I use it a lot, and it's great for simulating all kinds of AXI transactions!
BTW, initiating single transfers 8/16/32-bit manually over microblaze is easy, but is there any way to initiate wrapped cache transfer manually?
I honestly don't remember off top of my head. Try skimming through the user guide for MB - I remember it is very detailed so I'm sure it covers everything.
You didn't mention the IDELAY. Am I right, that you also had used IDELAY to delay the RWDS strobe before feeding it to CLK/CBLB pins of SERDES?
You may or may not need them depending on what your pinout looks like and which clock buffers you use. I don't have that design handy so I can't look it up, but I remember that clock buffers have rather large insertion delay, such that you might need to add IDELAY to data lines to compensate for that. In my 200 MHz LPDDR1 design I have IDELAY blocks on both clock and data lines. BTW - in case you need more resolution for delay, there is undocumented IDELAYE2_FINEDELAY component, which can provide finer delays (though that is only really useful at much higher speeds, because documented version has a resolution of 78 ps at 200 MHz).
You have quite interesting implementation, though I don't understand how does it work stable, as your free-running clocks are still not synchronouse to the rwds domain.
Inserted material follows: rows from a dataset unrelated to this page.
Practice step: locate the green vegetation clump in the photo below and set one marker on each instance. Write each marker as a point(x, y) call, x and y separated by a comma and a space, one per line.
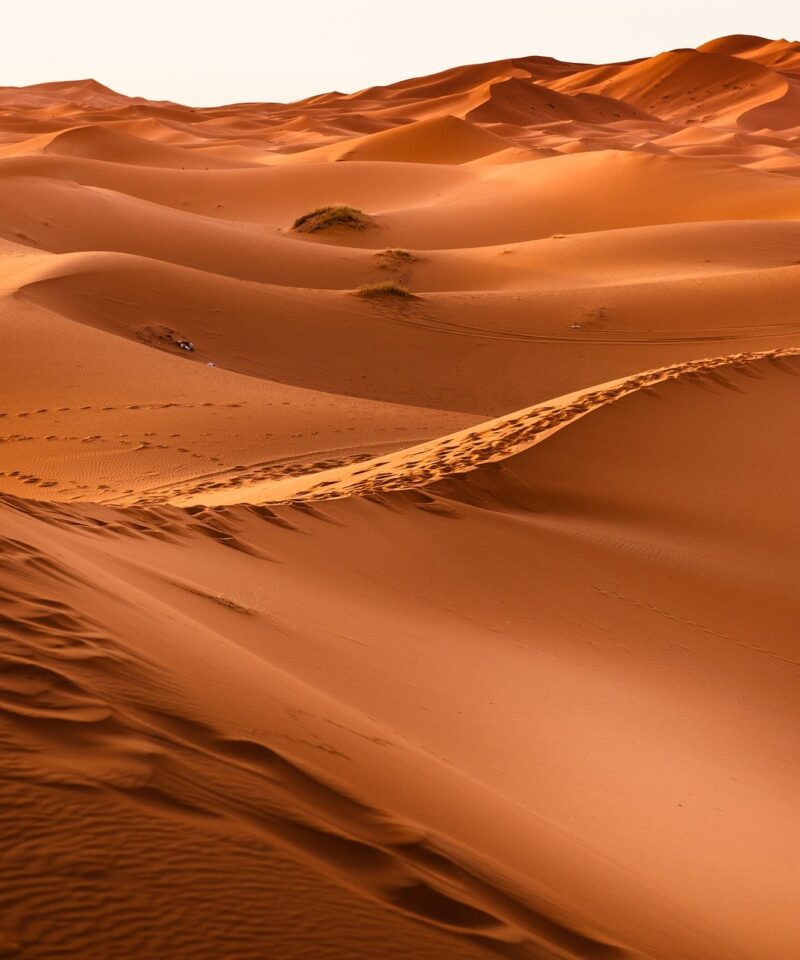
point(324, 218)
point(387, 288)
point(399, 256)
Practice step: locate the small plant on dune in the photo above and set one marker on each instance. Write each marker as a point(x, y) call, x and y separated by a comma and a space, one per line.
point(324, 218)
point(386, 288)
point(397, 256)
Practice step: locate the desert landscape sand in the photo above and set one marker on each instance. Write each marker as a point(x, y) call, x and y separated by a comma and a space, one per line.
point(399, 517)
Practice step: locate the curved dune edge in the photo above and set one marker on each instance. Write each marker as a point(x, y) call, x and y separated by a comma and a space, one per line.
point(458, 452)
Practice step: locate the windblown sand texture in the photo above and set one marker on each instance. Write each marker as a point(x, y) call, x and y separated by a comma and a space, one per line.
point(457, 624)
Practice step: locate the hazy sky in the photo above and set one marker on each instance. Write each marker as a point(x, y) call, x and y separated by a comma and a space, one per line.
point(206, 52)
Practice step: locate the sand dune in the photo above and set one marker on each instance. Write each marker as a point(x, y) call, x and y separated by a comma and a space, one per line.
point(453, 618)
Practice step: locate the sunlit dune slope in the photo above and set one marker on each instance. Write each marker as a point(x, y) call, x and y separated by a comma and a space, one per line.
point(416, 578)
I don't understand how data is synchronized when going through the CLK->OCLK path inside the ISERDES in MEMORY_MODE...
This mode has been specifically designed to support strobe-based memory interfaces (which is what DDRx interfaces are, and so is HB1/2 as far as reads are concerned). They provide functional schematics of how it works in UG471 (it's basically a version of a classic double-flop synchronization CLK->OCLK->CLKDIV, latter two are required to be phase-aligned), but you can just assume that it does, since this is a hard silicon block, provided that you use it exactly how they are suggesting. Carefully read entire section of that user guide which talks about ISERDESE2, you might need to read it several times to "get it" - as was in my case - because it's not exactly the cleanest explanation, and the component itself is rather complex and covers many different use cases.
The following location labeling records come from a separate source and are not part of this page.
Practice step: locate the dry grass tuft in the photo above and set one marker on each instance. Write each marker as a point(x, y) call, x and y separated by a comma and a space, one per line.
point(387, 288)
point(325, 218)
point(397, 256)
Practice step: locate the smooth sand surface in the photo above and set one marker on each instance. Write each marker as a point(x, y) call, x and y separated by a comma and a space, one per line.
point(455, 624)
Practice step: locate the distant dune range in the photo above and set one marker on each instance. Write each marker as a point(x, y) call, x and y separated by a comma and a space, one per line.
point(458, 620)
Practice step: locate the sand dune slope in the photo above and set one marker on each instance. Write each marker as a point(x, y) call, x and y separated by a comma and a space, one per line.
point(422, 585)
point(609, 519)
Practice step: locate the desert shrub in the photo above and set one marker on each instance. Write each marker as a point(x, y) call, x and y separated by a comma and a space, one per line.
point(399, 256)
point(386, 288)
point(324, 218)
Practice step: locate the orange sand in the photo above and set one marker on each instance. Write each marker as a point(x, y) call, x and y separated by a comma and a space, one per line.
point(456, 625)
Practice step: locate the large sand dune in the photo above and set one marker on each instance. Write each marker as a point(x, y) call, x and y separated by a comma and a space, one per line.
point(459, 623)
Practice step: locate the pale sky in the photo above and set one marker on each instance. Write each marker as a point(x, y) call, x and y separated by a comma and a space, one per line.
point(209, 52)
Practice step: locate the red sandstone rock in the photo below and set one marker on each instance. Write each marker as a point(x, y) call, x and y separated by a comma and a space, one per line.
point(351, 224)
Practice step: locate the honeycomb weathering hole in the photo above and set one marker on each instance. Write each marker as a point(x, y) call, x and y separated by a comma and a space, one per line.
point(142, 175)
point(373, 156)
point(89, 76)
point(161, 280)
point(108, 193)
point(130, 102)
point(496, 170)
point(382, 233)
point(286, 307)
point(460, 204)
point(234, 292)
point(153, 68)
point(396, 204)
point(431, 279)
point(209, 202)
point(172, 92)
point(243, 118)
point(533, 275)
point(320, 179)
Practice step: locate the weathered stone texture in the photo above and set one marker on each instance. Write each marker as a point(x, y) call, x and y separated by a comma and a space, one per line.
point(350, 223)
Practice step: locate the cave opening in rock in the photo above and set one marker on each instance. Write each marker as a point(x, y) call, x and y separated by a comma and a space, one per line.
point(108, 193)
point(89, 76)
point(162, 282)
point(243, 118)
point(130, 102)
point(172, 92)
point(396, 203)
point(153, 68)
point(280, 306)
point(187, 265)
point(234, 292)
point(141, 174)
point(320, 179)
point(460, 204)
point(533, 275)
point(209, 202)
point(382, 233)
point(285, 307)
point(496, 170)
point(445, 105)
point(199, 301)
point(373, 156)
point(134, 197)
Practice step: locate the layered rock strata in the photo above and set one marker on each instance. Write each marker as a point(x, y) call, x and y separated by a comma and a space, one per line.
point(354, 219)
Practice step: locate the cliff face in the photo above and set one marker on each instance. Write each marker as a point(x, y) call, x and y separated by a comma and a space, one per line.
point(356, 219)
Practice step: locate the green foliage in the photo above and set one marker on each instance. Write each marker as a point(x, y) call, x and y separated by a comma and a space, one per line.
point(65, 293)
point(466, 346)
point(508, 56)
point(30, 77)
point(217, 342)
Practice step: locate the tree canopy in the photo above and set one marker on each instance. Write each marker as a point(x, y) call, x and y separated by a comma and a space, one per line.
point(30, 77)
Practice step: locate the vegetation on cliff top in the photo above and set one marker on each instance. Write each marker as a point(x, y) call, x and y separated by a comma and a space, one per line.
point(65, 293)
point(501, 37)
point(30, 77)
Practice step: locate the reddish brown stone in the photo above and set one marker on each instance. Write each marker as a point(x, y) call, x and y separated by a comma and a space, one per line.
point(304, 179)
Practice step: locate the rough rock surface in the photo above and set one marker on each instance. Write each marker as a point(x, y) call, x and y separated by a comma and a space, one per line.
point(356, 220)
As for stability - this is what IO timing constraints are for. If you constrain your design properly, timing analysis can guarantee proper functioning of interface in all conditions as Vivado will adjust placement and routing to help satisfy them (basically it can add quite a bit of delay by choosing a longer connection path inside the fabric's interconnect backbone, or move components around to ensure both setup and hold constraints are satisfied). As you increase your interface speed, at some point timing margins will become so small that you won't be able to perform a static capture using constraints, and in this case you will need to implement/perform some sort of calibration to ensure that you sample data right in the middle of the data eye, but in my experience with right pinout and some effort on your part you can successfully achieve static capture at 200 MHz DDR and below.
Finally - I'm sure you know this, but someone reading this might not - Cypress provides simulation models for these chips, so you can run full functional simulations to make sure it works like it should in all cases and scenarios.